ReplyDeleteThank you to both Susans! I enjoyed the blog, the Facebook facts, and went back to view the entire video to hear those last few minutes about schools these days. I wanted Dr. Boyd to keep talking. I needed more about the pedagogical problem. In the high school classrooms we use media quite often, whether it is being used wisely is something to debate. Although I'm not on Facebook and have no presence (outside of this blog), for now I am invisible and comfortable there. Yet in reading and listening to this blog I did learn more about the presences that people are choosing for themselves.
ReplyDeleteWonderful post, Susan, as always. Thank you for making me feel a little less paranoid about lurkers! Also, your astute observations about "social grooming" and shallow conversations perfectly parallel Belenky et al.'s notion about gossip: That it is a legitimate form of connected knowing. They distinguish "gossiping with" (connected) from "discoursing to" (separate).
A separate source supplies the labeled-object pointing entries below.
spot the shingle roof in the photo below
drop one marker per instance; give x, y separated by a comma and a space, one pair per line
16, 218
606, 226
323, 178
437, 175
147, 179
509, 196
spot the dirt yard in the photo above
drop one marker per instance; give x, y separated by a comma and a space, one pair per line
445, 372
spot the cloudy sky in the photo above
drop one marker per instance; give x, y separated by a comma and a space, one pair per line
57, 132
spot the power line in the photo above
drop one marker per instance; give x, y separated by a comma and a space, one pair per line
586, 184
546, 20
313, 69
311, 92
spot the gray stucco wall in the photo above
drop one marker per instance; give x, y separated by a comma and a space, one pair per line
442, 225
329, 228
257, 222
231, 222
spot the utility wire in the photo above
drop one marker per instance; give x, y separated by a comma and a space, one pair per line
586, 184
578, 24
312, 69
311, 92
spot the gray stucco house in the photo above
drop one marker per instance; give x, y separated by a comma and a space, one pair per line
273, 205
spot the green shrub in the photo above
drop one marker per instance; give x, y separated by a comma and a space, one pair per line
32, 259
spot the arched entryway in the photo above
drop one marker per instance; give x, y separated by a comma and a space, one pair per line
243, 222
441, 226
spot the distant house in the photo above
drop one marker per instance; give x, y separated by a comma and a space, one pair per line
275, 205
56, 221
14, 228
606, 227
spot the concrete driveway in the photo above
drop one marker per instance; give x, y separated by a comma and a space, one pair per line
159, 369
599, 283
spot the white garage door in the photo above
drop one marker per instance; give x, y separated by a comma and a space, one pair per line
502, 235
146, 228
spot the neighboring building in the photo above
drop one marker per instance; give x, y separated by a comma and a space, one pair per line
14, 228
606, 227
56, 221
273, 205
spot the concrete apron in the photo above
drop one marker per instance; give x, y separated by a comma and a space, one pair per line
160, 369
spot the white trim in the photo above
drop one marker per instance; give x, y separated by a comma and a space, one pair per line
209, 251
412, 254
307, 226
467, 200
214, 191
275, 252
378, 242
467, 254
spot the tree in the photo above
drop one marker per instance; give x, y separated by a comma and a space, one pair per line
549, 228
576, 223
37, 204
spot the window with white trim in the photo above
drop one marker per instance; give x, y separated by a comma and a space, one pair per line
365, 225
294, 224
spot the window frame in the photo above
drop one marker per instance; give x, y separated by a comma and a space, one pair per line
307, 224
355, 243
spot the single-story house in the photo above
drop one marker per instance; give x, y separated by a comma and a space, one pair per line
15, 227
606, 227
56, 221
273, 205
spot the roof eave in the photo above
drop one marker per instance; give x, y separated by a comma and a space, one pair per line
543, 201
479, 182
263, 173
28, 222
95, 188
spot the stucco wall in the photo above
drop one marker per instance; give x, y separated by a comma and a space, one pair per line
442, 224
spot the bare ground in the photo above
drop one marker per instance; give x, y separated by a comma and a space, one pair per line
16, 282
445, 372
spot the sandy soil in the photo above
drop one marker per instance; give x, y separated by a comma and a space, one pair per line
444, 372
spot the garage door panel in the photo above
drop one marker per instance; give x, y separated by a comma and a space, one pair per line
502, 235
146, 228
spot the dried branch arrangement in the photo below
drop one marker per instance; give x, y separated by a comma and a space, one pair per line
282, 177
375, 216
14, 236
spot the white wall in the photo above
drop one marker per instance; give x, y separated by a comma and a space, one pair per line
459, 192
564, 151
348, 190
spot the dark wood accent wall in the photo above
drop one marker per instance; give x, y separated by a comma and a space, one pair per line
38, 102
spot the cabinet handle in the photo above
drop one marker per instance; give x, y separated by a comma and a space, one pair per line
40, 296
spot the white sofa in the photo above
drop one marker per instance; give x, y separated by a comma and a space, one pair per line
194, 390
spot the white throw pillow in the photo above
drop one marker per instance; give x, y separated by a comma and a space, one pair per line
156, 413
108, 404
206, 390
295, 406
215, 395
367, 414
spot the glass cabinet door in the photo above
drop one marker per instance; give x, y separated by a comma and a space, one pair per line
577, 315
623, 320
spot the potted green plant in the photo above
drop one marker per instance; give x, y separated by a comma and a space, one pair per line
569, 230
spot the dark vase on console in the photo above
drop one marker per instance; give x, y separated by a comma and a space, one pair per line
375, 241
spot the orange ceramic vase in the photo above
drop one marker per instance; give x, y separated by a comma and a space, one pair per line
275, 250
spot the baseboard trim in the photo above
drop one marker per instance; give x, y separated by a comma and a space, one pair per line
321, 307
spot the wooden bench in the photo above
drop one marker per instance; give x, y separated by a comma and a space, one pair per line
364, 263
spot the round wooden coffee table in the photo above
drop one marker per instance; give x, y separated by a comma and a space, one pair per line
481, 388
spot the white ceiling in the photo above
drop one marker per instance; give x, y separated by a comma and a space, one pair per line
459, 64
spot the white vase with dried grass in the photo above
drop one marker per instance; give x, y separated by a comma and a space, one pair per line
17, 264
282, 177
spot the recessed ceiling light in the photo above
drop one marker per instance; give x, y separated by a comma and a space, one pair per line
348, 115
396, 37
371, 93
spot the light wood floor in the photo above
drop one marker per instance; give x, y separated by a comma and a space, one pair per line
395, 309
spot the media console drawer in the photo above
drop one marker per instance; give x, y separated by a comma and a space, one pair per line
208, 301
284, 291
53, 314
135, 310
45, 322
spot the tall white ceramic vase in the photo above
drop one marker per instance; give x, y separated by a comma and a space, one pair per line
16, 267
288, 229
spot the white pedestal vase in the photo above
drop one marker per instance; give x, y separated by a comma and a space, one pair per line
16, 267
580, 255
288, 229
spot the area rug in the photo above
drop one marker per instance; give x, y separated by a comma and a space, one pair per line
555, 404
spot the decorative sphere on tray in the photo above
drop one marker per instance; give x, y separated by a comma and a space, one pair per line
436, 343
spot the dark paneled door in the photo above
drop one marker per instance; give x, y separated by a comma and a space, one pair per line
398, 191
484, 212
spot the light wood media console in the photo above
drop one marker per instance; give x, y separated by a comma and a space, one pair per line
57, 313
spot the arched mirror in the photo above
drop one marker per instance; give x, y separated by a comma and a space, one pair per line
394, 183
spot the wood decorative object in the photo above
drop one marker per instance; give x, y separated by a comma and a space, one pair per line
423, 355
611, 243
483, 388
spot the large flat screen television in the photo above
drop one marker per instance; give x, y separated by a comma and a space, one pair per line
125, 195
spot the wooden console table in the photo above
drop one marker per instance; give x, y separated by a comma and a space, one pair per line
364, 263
Gossip "starts with trust by telling how I responded to the news rather than the news itself." It assumes the "other has something good to say." It is non judgmental...Sounds a lot like social grooming!
ReplyDeleteI'm always fascinated (maybe not fascinated, but interested to the point of telling my son or daughter about it) at how words are hijacked to have other definitions. Sometimes this is a good thing, sometimes not. Lurking used to have negative connotations, and still does in most usage. I have a tendency to hijack words myself, and people I talk to have to 'learn' them. There's a criminal case going on right now, and I just refer to the defendant as the 'whack job'. My family and friends now know who I'm talking about, although my husband doesn't want to hear anything else about it. Gossip as discourse is an interesting concept, Dr. Muth. The other having something good to say wasn't something I considered when using the word. To quote Olympia Dukakis in Steel Magnolias, "If you don't have anything good to say about anyone, come sit next to me." Just kidding, though. Positive gossip is talking in my world - gossip is negative. I am SO out of touch with word usage.